The Scot had hoped to round off her sporting career with an Olympic appearance followed by a final bow on home turf, at the Glasgow Commonwealth Games. But things didn’t go as planned and, having been pipped for the GB vest, she was relieved to be one of the latest athletes selected for the Scotland team for next year’s Games, which she insists will be her last major competition.
“I was very close [to the 2012 GB team]. I was absolutely devastated when that didn’t happen but then moved on because Glasgow was in the background. I had achieved qualifying standard but lost out in selection procedure and they went for the girl who had been in Beijing. I like to think it was a very tight decision but I don’t like to talk about it.”
But, despite such intense feelings of hurt, anger and disappointment it wasn’t her shotgun she turned to in a bid to let off some steam. Instead, she retreated to the kitchen. “I think I went and kneaded some bread,” she laughs.
She did eventually decide to still travel south as a spectator. “And it was a super venue. It worked really well. I was glad I went to see it. I would have regretted not going but, yes, it was difficult. It was one of those things I had to do and it has made me stronger.”
That added mental strength bodes well for her appearance at the Barry Buddon Shooting Centre near Carnoustie, where the Commonwealth Games medals will be contested. In Delhi in 2010, she won silver in the clay target trap event and, although the standard of competition will again be high, she is desperate to add a gold.
And, while the silver is on display at Marshall’s farm in Alford, Aberdeenshire, she has put off framing that prize, holding out in the hope that she will have another, even more precious bauble to show off alongside it.
“Having won the silver in Delhi, I definitely want to go one better in Glasgow. It is world class level against Australia, India, Canada and the other home nations: it’s a very tough competition. It is nine months away but this really focuses it. [Early selection means] I can target my preparations for next year. There will be World Cups for GB over the next few months but my priority is the Commonwealth Games.
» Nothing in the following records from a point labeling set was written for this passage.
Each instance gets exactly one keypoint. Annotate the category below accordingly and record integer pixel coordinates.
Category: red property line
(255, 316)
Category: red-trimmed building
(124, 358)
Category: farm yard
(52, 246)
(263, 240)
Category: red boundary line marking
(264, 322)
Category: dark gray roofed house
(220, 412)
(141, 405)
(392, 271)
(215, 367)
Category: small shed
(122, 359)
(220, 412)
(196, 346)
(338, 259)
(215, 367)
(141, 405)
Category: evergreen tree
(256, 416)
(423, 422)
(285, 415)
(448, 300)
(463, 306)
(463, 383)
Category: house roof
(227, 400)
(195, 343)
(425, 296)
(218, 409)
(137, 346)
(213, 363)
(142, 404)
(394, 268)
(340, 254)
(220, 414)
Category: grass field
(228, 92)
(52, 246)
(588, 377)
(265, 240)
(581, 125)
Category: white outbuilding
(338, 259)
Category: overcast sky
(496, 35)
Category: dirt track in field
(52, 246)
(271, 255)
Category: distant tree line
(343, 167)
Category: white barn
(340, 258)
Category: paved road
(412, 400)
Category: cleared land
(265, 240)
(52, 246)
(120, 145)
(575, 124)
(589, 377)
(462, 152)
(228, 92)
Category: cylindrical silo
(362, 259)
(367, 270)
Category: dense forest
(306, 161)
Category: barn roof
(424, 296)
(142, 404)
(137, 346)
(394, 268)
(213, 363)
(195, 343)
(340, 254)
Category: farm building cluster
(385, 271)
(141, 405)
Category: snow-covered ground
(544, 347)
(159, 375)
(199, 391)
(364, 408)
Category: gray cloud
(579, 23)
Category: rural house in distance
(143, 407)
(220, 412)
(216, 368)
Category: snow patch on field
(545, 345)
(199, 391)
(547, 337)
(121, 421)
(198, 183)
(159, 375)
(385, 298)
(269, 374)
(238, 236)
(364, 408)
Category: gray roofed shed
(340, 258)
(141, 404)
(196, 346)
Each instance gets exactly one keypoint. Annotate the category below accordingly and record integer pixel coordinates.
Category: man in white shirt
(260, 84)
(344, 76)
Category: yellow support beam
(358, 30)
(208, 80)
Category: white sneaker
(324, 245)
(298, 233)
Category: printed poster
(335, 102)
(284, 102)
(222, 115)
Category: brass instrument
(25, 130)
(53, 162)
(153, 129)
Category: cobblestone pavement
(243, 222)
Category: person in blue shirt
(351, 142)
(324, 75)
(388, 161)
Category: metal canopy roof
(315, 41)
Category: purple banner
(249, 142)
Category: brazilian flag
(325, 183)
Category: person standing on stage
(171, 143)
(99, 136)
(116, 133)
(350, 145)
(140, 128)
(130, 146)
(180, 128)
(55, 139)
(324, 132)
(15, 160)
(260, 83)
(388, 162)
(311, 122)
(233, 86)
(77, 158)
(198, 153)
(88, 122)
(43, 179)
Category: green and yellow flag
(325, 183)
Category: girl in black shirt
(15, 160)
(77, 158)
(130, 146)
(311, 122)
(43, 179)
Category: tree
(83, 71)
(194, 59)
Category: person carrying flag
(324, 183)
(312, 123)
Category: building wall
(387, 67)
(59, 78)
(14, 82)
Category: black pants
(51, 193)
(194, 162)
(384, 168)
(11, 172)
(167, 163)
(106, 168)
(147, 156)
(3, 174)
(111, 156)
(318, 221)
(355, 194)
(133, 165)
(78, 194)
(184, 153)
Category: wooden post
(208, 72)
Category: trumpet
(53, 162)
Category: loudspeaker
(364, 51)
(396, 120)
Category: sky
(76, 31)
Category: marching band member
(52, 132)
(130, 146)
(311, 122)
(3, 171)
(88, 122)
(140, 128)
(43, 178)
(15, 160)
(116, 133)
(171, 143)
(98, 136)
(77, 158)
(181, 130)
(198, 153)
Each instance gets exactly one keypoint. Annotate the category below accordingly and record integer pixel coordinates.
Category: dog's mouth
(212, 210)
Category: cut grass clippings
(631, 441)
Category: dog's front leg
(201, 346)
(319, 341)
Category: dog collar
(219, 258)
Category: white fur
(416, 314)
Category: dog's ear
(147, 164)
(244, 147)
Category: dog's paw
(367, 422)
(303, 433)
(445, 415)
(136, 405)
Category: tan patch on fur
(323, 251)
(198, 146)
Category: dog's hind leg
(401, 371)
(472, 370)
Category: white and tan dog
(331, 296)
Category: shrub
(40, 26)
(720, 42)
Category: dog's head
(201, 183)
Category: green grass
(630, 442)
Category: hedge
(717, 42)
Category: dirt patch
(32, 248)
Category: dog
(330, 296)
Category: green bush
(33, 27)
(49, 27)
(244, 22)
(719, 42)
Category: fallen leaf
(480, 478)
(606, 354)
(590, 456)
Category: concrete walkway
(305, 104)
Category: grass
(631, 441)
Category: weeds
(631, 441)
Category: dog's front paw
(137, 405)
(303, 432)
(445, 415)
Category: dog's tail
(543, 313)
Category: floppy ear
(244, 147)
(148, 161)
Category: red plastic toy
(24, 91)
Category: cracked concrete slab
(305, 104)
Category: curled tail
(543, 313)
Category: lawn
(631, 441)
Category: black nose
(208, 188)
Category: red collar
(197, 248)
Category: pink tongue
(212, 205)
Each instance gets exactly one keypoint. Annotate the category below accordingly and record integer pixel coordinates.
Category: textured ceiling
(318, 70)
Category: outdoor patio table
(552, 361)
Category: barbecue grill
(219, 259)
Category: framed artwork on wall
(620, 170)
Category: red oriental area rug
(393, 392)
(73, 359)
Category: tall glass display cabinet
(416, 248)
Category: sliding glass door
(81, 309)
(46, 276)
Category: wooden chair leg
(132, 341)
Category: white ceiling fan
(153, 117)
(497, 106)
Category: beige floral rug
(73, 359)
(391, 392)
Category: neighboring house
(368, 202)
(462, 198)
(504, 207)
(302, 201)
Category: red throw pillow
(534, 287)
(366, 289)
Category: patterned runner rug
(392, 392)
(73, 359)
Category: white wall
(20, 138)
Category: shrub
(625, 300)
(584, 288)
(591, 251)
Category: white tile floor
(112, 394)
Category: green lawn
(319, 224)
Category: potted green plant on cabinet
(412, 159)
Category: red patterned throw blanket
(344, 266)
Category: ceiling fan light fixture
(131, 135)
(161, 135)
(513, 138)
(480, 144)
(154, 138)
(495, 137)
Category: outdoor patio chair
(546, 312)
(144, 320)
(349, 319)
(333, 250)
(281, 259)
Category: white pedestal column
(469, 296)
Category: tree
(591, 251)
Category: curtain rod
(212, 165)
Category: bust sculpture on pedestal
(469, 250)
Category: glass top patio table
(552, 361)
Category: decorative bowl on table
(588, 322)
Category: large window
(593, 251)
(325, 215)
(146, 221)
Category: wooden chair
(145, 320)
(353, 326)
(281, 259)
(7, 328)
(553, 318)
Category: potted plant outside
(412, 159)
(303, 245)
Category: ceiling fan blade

Some domestic events that count for selection might coincide with a Grand Prix abroad, where it’s better weather and I feel I’m getting better level of competition, so I can now make that choice and that might be more useful.”
Marshall was one of those who ensured that shooting was Scotland’s most successful sport in Delhi, with nine medals in total. She trains full-time in her purpose-built trap on the farm, combining that with a couple of strength and conditioning sessions every week. She says the home advantage and familiarity with Scottish weather conditions could help the team equal or even better 2010’s haul.
“Having a home advantage is really important. Even though we won’t have that much access to Barry Buddon beforehand, we won’t have travel issues, we know the weather, the people. There are some disadvantages to being removed from the main activities in Glasgow but, from a weather perspective, it could be a bit drier, being on the East coast, but it will be a windy venue which might cause problems for some. I’m used to shooting in wind so hopefully I can use that to my advantage.”
Marshall is in her second spell in the sport she took up as an 18-year-old. She took a sabbatical to have her two children but was bitten by the bug again after watching the last Commonwealth Games to be staged in Britain.
“There was a lot of publicity around Charlotte Kerwood winning her gold at Manchester at 16 and I thought: ‘Oh, maybe now is the time to give it a go again.’
“I didn’t really expect to get back to this level but, as soon as I took the gun out again, that was me hooked, absolutely. That’s why I’m never going to take up golf! I set Melbourne as my target and qualified for that and I was disappointed to just miss out on the final there when I came seventh but then I worked towards Delhi. That would be the highlight so far. It is always nice winning stuff for Scotland. Even when I’m in a GB vest, I’m still the Scot there and that’s important to me.”
But, despite her early selection for Glasgow, there will be no resting on laurels.
“Typically, in December, January, February, I will be shooting for about four hours from home, dotting in and out to warm up, and then I’ve also got a couple of strength and conditioning sessions a week and aerobic conditioning to do as well. It’s a bit of a muscle memory thing, you need high volume when doing that technical training and then when you approach the competition phase you will ease back and build in a lot more of the mental side of things. I try to do 150 to 200 targets a day.”
Although Marshall sold all her cattle around five years ago to focus on her sport full-time, she says the wildlife have always had faith in her ability to hit the right targets.
“The cattle were not bothered at all and even now, I have roe deer come out into the field when I’m shooting. They are quite used to it and feel quite safe.”